[CentOS] compilers a security risk?

[Kwan Lowe]

On Sat, Mar 6, 2010 at 6:02 PM, Dave Stevens <geek at uniserve.com> wrote:
> I manage a web hosting server that we've recently upgraded, in part so
> we could accommodate a domain that will enable community mapping. In a
> recent exchange of mails one developer said:
>
>
> "I could build the package directly on the server machine you have,
> provided that the potential security risk posed by having compilers
> installed is not an issue."
>
> and another said:
>
> "What sort of security risk is there in having compilers installed on a
> working server?
>
> "Obviously we can remove the compilers, however when Mapserver or postgis
> get updated, we will need to build new packages somewhere. One option:
> create a second VM for mapchat. We'll put the build environment on it,
> and only turn it on to make new packages."
>
> I don't have enough experience to assess the security issues. Does
> anyone have an opinion on this? It would be simple and feasible to
> allocate another domain as suggested above.
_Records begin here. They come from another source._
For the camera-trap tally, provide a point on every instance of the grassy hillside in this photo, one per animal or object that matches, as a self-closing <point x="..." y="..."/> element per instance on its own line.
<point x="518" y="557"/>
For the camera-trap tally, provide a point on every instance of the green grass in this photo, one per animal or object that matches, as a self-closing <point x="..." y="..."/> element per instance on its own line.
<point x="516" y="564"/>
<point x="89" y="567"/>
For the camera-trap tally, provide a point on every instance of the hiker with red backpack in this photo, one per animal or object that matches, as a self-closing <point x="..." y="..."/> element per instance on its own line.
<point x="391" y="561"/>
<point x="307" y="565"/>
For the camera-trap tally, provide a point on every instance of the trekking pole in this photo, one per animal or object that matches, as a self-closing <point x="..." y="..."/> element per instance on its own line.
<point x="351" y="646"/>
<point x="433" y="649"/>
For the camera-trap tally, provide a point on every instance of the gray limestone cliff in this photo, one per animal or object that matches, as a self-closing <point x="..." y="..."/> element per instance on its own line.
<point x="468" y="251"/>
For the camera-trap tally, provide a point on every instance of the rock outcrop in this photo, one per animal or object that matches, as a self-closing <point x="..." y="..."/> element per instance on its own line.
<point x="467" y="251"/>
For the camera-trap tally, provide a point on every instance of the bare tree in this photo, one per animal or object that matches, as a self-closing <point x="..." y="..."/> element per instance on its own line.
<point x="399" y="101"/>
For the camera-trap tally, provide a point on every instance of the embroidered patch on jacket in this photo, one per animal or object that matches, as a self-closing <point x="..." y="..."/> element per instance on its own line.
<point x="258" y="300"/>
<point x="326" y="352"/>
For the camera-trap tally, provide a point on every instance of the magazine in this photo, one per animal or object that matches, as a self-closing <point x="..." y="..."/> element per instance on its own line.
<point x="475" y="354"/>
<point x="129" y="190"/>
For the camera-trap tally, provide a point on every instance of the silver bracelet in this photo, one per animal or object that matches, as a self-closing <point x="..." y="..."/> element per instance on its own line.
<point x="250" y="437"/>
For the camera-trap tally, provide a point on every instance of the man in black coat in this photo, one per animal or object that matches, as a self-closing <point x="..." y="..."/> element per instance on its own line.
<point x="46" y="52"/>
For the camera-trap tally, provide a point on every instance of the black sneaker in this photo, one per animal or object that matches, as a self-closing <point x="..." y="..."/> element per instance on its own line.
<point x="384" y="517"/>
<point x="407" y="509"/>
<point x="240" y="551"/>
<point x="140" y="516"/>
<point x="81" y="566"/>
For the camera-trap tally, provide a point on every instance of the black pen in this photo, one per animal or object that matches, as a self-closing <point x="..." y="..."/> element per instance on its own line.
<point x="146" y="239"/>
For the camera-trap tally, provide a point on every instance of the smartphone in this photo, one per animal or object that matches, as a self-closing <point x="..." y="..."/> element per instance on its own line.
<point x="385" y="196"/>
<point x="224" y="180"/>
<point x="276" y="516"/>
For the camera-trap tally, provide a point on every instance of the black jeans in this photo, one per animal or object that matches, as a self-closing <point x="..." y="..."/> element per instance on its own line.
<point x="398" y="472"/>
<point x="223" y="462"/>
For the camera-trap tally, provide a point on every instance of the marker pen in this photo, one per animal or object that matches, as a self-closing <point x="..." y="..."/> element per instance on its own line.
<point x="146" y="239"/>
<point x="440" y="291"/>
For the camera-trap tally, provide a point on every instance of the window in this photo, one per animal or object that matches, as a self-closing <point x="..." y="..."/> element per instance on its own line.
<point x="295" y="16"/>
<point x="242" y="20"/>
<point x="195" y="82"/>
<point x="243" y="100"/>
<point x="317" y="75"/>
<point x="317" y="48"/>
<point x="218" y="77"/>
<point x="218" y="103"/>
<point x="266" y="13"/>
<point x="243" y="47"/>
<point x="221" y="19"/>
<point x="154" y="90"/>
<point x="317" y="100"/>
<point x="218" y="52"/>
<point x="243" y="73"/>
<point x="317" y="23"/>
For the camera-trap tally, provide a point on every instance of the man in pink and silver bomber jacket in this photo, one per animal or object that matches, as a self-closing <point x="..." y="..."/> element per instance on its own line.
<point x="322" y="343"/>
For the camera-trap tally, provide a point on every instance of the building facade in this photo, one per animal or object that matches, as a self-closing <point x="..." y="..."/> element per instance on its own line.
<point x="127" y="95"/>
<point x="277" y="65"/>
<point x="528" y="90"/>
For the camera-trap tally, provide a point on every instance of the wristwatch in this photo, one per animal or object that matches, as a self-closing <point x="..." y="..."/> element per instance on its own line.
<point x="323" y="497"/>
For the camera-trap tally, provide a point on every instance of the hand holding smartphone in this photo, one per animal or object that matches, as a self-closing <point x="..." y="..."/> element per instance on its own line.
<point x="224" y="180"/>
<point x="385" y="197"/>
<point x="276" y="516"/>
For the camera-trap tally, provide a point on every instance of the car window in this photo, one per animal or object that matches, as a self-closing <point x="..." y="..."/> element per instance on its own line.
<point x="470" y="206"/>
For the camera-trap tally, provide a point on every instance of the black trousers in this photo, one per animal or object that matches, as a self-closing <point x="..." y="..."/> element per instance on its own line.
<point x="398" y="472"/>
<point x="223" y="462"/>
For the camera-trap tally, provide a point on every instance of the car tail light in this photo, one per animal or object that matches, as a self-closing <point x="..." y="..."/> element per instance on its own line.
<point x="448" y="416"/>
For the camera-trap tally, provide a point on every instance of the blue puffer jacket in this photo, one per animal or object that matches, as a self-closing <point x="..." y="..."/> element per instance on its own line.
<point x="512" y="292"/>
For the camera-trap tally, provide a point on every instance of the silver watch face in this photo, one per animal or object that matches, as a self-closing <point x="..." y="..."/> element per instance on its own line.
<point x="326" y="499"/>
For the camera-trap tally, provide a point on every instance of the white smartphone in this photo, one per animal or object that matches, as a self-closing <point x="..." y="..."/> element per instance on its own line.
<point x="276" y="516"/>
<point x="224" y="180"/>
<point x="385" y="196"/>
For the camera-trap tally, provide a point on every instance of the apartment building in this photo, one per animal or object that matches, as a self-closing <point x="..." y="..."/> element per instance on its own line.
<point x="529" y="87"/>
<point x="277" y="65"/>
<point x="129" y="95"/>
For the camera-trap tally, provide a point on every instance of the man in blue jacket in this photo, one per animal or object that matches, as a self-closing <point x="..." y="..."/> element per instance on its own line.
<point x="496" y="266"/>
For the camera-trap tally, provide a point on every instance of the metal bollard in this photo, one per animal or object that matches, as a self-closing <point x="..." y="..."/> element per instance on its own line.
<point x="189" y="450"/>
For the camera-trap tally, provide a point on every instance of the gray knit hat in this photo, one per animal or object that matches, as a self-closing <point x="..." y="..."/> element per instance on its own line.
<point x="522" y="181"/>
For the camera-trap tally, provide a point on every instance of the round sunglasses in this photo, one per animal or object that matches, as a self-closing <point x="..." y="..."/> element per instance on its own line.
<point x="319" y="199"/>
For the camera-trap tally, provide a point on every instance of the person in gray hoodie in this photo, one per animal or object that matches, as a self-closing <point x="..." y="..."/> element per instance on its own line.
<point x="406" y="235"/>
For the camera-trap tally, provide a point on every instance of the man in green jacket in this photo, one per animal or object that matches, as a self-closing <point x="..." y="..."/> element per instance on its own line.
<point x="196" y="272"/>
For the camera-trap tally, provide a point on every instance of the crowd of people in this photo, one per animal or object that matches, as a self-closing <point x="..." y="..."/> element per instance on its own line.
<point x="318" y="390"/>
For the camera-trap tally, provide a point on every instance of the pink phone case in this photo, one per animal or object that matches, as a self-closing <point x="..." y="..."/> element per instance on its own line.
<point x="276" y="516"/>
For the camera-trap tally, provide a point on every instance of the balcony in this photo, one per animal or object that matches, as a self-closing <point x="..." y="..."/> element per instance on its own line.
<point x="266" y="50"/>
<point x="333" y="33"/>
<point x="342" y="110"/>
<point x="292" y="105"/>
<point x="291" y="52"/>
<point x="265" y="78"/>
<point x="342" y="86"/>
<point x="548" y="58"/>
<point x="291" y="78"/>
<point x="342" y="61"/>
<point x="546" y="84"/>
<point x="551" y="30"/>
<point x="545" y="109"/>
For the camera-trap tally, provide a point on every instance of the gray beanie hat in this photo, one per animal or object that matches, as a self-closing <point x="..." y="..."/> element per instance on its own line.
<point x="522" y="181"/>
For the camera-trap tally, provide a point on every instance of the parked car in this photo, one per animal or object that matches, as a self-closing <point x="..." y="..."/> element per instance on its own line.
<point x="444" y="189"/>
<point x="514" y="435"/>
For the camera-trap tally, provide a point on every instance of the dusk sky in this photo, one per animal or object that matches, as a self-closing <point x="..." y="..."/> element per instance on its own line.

Just playing Devil's advocate htere...

It's conceivable to be kernel specific code that would need to be
compiled specifically for a particular system. For example, an exploit
in a kernel module loader may need to be compiled. If someone had to
deliver this exploit to many systems they could rely upon the ability
to compile the code rather than pushing a binary module. The former
could very well be hidden in some other vector, but the latter would
likely trip off signature or other scanners.

I'd generally agree with the others though that in itself installing
the compilers is not a great security risk, provided it's sufficiently
locked down (e.g., maybe use selinux in addition to basic Unix
permissions to prevent running from the web accounts, etc.).